The Bluest Eye Quote #2:
"He sat up, choking and spitting. Naked and ashed, he leaped from the bed, and with a flying tackle, grabbed his wife around the waist, and they hit the floor. Cholly picked her up and knocked her down with the back of his hand. She fell in a sitting position, her back supported by Sammy's bed frame. She had not let go of the dishpan, and began to hit at Cholly's thighs and groin with it. He put his foot in her chest, and she dropped the pan. Dropping to his knee, he struck her several times in the face...."

This section of the novel goes on in more detail of their lengthy fight and explains in detail all that goes on. Not only is it a gruesome sight and deal a lot with Cholly beating his wife, but Sammy and Pecola are there witnessing all that is going on between their parents. By the end of it, the two children are horrified and are hiding. Sammy comes out to tell his mother to kill Cholly while he lays underneath the blanket she placed over him. Pecola sits underneath her quilt begging God to make her disappear, and she pictured that it was actuallty happening yet the only part of her that would not go was her eyes. This kind of violence and damage that the readers watches go on within these few lines is a particular reason why I believe this book should stay banned among minors. As a young child, watching this take place can result in some major disfunction within their worlds.


The Bluest Eye Quote #3:
"Surrounding all of this lust was a border of politeness. He wanted to fuck her - tenderly. But the tenderness would not hold. The tightness of her vagina was more than he could bear. His soul seemed to slip down to his guts and fly out into her, and the gigantic thrust he made into her then provoked the only sound she made - a hollow suck of air in the back of her throat."

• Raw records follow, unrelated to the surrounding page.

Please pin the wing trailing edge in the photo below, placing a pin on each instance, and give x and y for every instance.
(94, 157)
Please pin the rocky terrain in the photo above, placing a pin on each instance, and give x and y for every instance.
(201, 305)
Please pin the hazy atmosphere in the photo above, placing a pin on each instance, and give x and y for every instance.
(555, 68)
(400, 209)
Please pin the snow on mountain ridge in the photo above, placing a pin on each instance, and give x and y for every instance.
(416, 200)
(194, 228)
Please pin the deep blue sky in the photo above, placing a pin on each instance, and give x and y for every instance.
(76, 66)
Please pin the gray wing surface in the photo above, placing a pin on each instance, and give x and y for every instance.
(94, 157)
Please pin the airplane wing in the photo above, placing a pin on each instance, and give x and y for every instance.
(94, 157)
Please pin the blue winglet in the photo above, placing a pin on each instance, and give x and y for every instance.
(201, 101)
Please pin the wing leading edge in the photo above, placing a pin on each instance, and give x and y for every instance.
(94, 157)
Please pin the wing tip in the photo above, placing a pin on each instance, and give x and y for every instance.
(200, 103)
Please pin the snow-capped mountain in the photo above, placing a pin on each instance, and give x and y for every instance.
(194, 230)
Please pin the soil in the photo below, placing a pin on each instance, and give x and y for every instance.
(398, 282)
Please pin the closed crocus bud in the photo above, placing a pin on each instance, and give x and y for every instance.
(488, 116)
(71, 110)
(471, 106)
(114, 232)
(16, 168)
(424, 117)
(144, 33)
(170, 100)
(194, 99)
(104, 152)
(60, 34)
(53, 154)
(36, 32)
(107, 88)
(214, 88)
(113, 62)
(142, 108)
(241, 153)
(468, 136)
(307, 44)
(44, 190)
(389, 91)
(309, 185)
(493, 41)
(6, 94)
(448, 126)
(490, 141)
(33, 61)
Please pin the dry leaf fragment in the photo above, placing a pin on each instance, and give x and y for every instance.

The instances of rape, incest, and sexual interactions are quite common in this novel. This one in particular is in the section talking about Cholly and his past. The author does not state how old Pecola is, but she seems to be very young because she is still crawling. When I started reading this novel, I knew to expect some pretty vulgar and hard to handle moments from what I had heard about the novel, but this pushed past even my own set boundaries. The fact that he is committing rape against is own daughter who is at most 3 years of age at the time made me want to stop reading then and there. This moment is so raw and hard to believe that it is not acceptable for those below a certain maturity level. Children just simply can not handle being exposed to this kind of information too early on in their development.